At the moment, three kinds of caterpillars have infested our city — cankerworms, elm spanworms and forest tent caterpillars. Richard Westwood, chair of environmental studies and sciences at the University of Winnipeg said that cankerworms, elm spanworms and forest tent caterpillars are all caterpillars and that they belong to the Lepidoptera family, an order of insects that includes butterflies and moths.
Winnipeg’s forest tent caterpillars have actually declined in numbers in the last three to four years. Disease and natural predators such as birds, gulls and parasitic wasps kill off some of the caterpillars in our environment.
The forest tent caterpillar is fuzzy and hairy with blue diamond-shaped designs on its black back. This caterpillar is almost twice the size of a cankerworm and can be found wherever there are trees.
While here, the forest tent caterpillars spin a web and climb to places in our eaves where they build waterproof, fuzzy cocoons. Ten days to two weeks later the caterpillars enter the pupae stage where they metamorphose or transform into brown moths. Then the short-lived moths lay eggs to be hatched next year as caterpillars.
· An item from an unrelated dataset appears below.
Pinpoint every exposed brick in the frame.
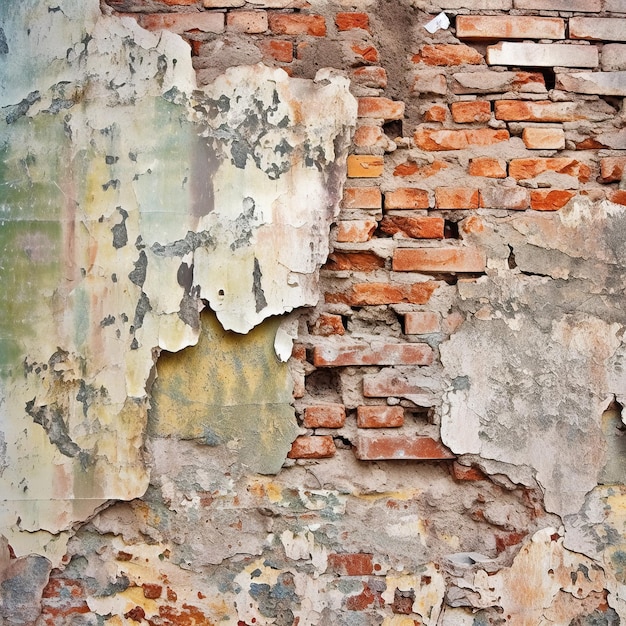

“Cankerworms are generally in Winnipeg every year,” said Ken Nawolsky, superintendent of insect control with the City of Winnipeg. “They peak in number every seven years.”
These green worms eat the leaves of elm, ash, basswood and oak trees, and can grow to about two centimetres in length. They eat their fill, then fall off or spin down trees and burrow into the ground emerging in autumn or early next spring as small grey moths which will become autumn and spring cankerworms.
The wingless female moths must crawl up trees to lay their eggs. Banding trees allows us to protect them by preventing the females from laying their eggs.
Hairless, charcoal brown elm spanworms inhabit different parts of the city and follow their hunger to other trees and areas in the city. Their diet consists of leaves from elm, ash, oak and fruit trees.
“Elm spanworms inflict the most damage on our trees. Defoliation can be seen in areas with lots of oak trees,” Westwood said.
These worms take their turns eating leaves instead of competing with each other. This co-operation may explain why the elm spanworms have an established population in Winnipeg.
The life cycles of all three types of caterpillars are affected by weather, frost, predators and bacterial or viral disease. Sometimes the caterpillars appear as an outbreak population or visible population. Other years one or more types of our caterpillars appear to have crashed.
“You won’t see a cankerworm for three to four years,” said Westwood, “however they are always here and may be so few in number that no one notices them.”
On June 20 and 22, the City of Winnipeg sprayed for caterpillars on my street. Soon, the worms may no longer be with us. Many of them will have lived out their natural life spans.